И тут они увидели возвышающуюся над толпой гильотину. И поняли, что за дева и что за шарик.
— Пойдем отсюда, Мяу! — сказала Ли и потащила мужа подальше от страшного места. — А еще считают себя цивилизованными, а нас варварами!
И сейчас, услышав про деву, Ронг догадался, о чем идет речь. Он мигом представил себе, как соберется толпа и как о его голове тоже кто-то скажет: «шарик отлетел на полметра». Но если раньше подобная догадка привела бы его в отчаяние, то теперь предстоящее знакомство с девой казалось ему чепухой в сравнении с гибелью его ненаглядной Ли.
* * *
Баллистическая экспертиза доказала правоту слов арестованного. Его привели в квартиру на рю Ренуар, где уже не было ни спящей вечным сном красавицы, ни ее жениха и убийцы, ни цветов. Бронзовый мсье Наполеон, отмытый от крови, стоял на прежнем месте и хмуро взирал на следственные эксперименты. Арестованный тихим и холодным голосом рассказывал, кто где стоял в момент трагедии. На статуе нашли выбоинку от пули, все измерили, сопоставили и пришли к выводу, что китайский паренек не врет.

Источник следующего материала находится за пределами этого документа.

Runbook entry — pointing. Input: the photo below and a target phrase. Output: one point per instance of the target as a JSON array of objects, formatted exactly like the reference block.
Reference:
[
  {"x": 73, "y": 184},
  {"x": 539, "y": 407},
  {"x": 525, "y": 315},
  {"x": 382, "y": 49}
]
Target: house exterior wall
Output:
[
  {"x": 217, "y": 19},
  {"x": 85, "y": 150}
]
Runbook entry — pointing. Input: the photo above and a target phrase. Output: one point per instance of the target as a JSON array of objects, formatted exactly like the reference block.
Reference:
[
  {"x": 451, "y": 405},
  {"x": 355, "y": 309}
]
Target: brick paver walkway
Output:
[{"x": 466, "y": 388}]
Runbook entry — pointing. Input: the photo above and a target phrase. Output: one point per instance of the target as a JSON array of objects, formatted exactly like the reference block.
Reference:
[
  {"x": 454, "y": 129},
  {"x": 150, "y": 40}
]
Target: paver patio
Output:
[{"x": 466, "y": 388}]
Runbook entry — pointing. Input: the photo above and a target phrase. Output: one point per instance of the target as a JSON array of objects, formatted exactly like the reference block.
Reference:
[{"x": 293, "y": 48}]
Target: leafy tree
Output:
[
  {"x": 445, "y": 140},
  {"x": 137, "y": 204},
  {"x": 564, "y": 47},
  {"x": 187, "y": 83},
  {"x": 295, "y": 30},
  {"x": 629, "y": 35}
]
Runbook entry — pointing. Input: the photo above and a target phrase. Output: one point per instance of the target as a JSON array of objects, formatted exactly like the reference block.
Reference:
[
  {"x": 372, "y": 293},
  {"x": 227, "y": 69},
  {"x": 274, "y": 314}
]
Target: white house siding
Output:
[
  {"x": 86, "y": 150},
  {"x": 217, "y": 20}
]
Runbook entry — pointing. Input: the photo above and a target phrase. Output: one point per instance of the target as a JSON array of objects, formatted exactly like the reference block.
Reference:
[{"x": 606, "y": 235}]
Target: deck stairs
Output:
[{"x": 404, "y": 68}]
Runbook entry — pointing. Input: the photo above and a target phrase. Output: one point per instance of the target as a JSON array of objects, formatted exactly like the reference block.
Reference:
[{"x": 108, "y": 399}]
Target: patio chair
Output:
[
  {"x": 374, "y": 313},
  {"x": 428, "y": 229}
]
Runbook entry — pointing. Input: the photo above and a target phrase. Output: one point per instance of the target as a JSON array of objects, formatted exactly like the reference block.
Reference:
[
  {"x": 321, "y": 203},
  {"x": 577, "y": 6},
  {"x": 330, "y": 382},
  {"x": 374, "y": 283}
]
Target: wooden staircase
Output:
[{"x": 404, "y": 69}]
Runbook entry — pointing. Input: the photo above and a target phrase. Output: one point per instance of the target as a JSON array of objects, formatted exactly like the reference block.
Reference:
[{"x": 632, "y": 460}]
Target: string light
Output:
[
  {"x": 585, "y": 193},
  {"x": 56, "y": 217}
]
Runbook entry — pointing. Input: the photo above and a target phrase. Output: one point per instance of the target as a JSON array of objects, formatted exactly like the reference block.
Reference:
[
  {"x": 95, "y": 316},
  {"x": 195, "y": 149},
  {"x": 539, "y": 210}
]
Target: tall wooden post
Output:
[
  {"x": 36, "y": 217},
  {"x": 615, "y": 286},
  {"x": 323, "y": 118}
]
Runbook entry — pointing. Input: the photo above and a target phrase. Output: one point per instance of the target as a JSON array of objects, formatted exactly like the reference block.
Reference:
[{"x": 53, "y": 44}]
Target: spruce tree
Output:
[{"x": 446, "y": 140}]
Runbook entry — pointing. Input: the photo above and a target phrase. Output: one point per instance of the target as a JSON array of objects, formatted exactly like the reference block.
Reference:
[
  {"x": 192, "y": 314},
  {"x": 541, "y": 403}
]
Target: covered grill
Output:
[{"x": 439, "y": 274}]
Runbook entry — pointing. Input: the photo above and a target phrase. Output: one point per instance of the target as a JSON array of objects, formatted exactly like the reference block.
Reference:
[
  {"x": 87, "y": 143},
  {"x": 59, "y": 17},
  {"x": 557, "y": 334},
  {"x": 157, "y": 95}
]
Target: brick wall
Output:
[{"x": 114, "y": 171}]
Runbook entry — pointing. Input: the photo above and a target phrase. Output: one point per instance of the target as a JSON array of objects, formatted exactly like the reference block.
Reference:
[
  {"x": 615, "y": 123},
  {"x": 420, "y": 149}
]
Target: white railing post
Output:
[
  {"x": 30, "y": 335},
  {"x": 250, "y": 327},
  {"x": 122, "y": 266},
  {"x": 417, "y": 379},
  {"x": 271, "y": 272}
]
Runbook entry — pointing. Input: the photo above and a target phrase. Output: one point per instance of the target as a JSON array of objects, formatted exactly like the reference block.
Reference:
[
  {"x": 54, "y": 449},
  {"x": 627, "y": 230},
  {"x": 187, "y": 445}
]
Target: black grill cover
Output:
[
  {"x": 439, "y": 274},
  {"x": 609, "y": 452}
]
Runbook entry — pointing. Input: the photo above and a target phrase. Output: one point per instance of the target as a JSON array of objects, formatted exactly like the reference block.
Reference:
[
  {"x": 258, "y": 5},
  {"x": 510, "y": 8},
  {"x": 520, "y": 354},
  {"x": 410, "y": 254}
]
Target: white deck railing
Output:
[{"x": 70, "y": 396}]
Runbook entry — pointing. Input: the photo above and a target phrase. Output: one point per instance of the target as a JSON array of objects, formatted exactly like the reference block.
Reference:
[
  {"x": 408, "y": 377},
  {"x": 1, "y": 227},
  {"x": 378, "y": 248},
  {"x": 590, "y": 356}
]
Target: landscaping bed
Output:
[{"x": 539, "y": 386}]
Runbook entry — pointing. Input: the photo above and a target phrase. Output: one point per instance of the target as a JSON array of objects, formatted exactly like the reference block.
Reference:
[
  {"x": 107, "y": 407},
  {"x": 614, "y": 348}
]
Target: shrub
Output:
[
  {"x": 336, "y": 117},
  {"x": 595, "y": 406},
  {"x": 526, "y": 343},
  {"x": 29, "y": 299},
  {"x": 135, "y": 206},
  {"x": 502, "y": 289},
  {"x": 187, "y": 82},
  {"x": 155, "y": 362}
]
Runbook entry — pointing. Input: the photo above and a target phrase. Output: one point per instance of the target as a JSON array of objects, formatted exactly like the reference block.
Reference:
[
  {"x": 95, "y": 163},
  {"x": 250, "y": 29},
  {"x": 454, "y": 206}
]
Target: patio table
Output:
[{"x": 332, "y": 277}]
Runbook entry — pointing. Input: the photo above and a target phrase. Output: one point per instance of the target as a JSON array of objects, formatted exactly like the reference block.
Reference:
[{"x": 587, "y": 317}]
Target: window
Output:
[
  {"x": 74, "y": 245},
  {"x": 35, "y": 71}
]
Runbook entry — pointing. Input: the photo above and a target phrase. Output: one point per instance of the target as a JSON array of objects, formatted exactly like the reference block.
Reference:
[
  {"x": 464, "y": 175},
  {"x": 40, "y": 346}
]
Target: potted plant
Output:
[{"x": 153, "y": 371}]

— Покажите, как вы схватили статую и бросили ее в убитого, — приказал Виврон.
— Вот так. — Ронг показал.
— Можете поставить императора на его место.
Жюино сочувственно осведомился:
— Какие вы хотите сделать распоряжения относительно тела вашей покойной супруги?
— Я прошу произвести кремацию и, если это возможно, отдать мне прах, — ответил арестованный. — Деньги я заплачу.
— Мы выполним вашу просьбу, но прах сможем выдать только после того, как вы выйдете на свободу. Если, конечно, вас не приговорят... как говорится, именем французского народа.
Обстоятельства сложились в пользу обвиняемого Мяо Ронга. Могло повернуться и очень плохо для него, если бы из Китая вызвали родителей погибшей Мяо Ли, если бы стали привлекать других русских. Но следователи, а затем и судьи решили, что в Париже и без того слишком много русских.
— Этот генерал Донской скоро и сам сюда припрется со всем своим семейством, — рассудил Виврон. — Что ему делать в Китае? Но чем позже, тем лучше. У нас и так кругом, куда ни плюнь, русские.
«Санте» по-французски «здоровье». Так называется улица в районе Монпарнаса, и так же, по злой иронии, называется стоящая на этой улице тюрьма, устроенная по пенсильванскому типу изоляции — с классическим камерно-коридорным проектом и с прогулочным двором посередине. Здесь некогда сидел поэт Верлен, стрелявший в Лондоне в поэта Рембо, и другой поэт — Аполлинер, которого обвиняли в попытке выкрасть из Лувра «Джоконду».
Обвиняемого Мяо Ронга посадили в камеру на четверых, в расчете на то, что трое других сокамерников, отпетые негодяи, придушат его — и концы в воду. Но когда отпетые узнали, что китайчонок схвачен за убийство русского полковника, они прониклись к нему не то чтобы уважением, а снисхождением. Почему-то парижские преступники особенно раздражались на наплыв эмигрантов из России. Причина простая — оттуда во Францию бежали не только аристократы, священники, военные, инженеры, врачи, артисты и писатели, но и в большом количестве жулики, составившие старому доброму парижскому вору и грабителю значительную конкуренцию.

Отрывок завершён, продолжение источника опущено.